Crawford and 17 other amateur chefs competed for the title of MasterChef Canada and a $100,000 prize last December.
“I always loved eating, more than anything. And that’s why I got into cooking so early,” said Crawford, who graduated from STU in 2003 with a major in English.
The grad said attending STU, and all the rest of their academic career at St. Francis Xavier University and St. Mary’s University taught them skills which helped during the competition.
“An appreciation for art and literature generally served me really well. It’s kind of through literature that you learn how important all of the tiny inflections, gestures, movements are. Literature teaches you how important something like a beautiful meal is.”
Crawford said not getting what you want might be the greatest gift. Four months before they auditioned for MasterChef Canada, they were rejected from participating in CBC’s the Great Canadian Baking Show.
“I feel like [auditioning to MasterChef Canada] is such a good example of ‘Don’t worry about failing, keep trying, because you never know what might happen,” they said.
Crawford said not making it to the Great Canadian Baking Show allowed them to have incredible experiences in MasterChef Canada. During the show, judge Claudio Aprile, a celebrity chef, restaurateur and cookbook author they admired, told Crawford they have “talent to burn.”
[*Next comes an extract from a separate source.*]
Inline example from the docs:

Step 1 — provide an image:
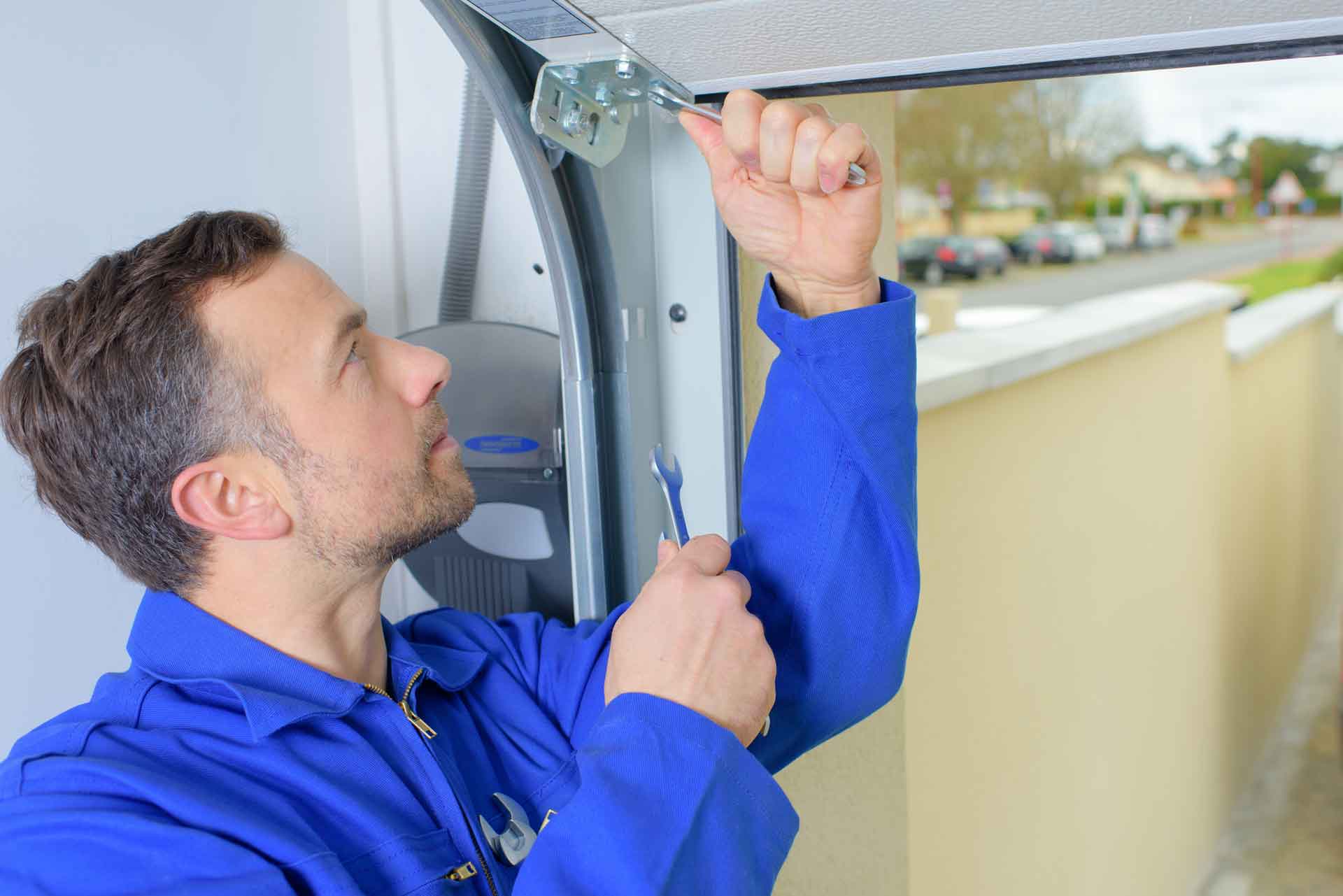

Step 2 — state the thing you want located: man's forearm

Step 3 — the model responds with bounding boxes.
[769,271,881,320]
“I’ve just admired his work and his [chefing] for more than a decade, and to hear those words through his mouth directed to my ears felt surreal,” said Crawford.
Crawford said they discovered things about themselves they didn’t know before through participating in the show.
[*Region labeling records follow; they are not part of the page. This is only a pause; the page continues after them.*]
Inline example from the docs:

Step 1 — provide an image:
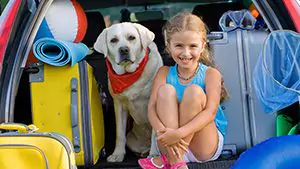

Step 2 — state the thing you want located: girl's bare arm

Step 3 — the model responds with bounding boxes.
[178,67,221,138]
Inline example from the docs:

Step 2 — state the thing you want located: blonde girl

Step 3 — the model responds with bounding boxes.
[139,12,227,169]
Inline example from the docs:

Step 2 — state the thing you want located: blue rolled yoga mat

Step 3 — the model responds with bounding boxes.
[33,38,89,66]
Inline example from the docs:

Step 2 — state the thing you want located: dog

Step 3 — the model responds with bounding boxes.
[94,22,163,162]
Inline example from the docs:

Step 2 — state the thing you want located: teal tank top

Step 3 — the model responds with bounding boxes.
[166,63,227,137]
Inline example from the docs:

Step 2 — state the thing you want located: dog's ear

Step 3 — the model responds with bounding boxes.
[94,28,108,57]
[133,23,155,49]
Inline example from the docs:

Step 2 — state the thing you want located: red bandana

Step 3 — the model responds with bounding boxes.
[106,49,149,94]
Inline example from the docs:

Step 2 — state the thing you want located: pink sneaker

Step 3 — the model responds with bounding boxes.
[170,161,187,169]
[138,155,169,169]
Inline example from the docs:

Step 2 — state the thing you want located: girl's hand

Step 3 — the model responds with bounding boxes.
[157,128,181,146]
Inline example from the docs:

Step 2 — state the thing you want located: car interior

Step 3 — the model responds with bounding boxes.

“The most valuable thing I learned while being [on MasterChef Canada] was that I could take care of myself under very stressful conditions,” they said.
“Not only could I take care of myself, I could do it so well that I could have an extreme amount of fun under stressful conditions.”
For the final round, Crawford had to prepare a three-course meal under three hours. It included fancy ants on a log with poached figs and blue cheese mousse, mary’s little lambs and cereal with chocolate soil, puffed rice and tea-smoked milk.
The amateur chef said their final round was both scary and ‘a perfect day.’
“It was so wildly poetic and beautiful that I knew I couldn’t have anything other but a wonderful time,” they said.
“Things can be scary and wonderful at the same time. It was such a nice thing to learn.”